Maine’s Good Samaritan Law
On May 23, 2019, Governor Janet Mills signed LD 329, An Act To Exempt from Criminal Liability Persons Reporting a Drug-related Medical Emergency (known as the Good Samaritan Bill), into law. The bill came to her desk with unanimous support from the Maine Legislature.
What is the Good Samaritan Law?
Maine’s Good Samaritan Law prevents a person from being arrested or prosecuted for certain violations if the grounds for that arrest or prosecution result from the person experiencing a drug-related overdose or seeking medical assistance for someone else who is.
Who does it protect?
- A person who, in good faith, seeks medical assistance for a person experiencing a drug-related overdose
- A person who is experiencing an overdose and needs medical assistance
What do the protections cover?
Maine’s Good Samaritan Law protects you from arrest or prosecution for violating laws prohibiting:
- Possession of scheduled drugs
- Acquiring drugs by deception
- Possession of hypodermic apparatuses
- Use of drug paraphernalia
- Violation of probation
It is designed to make it easier to do the right thing – to save a person’s life – without worrying that you might ruin your own life (or theirs) in the process. Read the full law here.

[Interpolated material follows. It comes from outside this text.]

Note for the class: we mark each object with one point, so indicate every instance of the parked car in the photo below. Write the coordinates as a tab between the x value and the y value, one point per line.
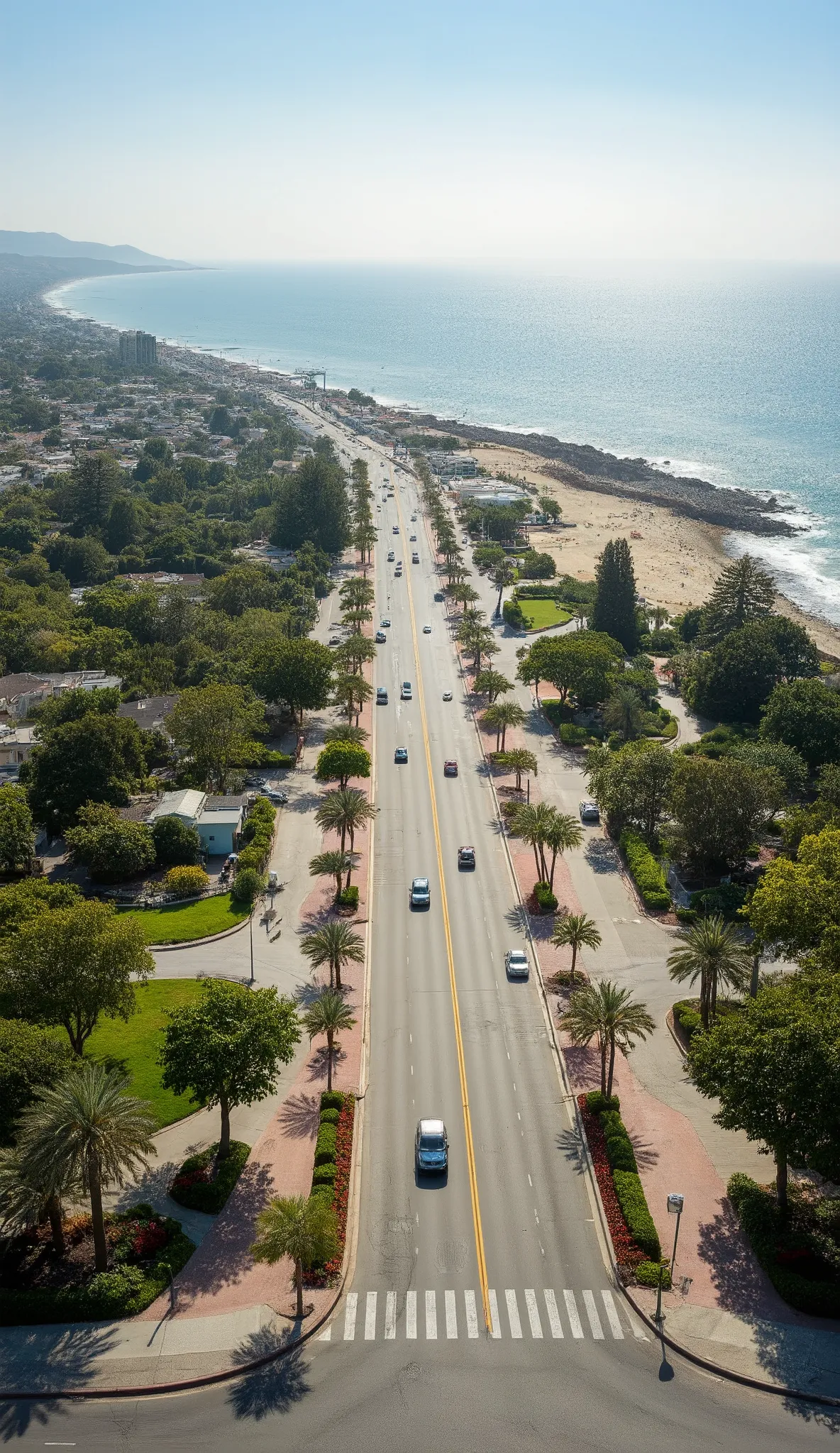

Why are laws like this important?
Because they have been proven to save lives.
Maine is one of 47 other states and the District of Columbia that have enacted some form of a Good Samaritan or 911 drug immunity law. A 2020 study by the Government Accountability Office (GAO) found a nationwide pattern of lower of lower opioid-related overdose death rates among states that have enacted Good Samaritan laws, both compared to death rates prior to a law’s enactment and death rates in states without such laws. Studies also found that people are more likely to call 911 if they are aware of the laws.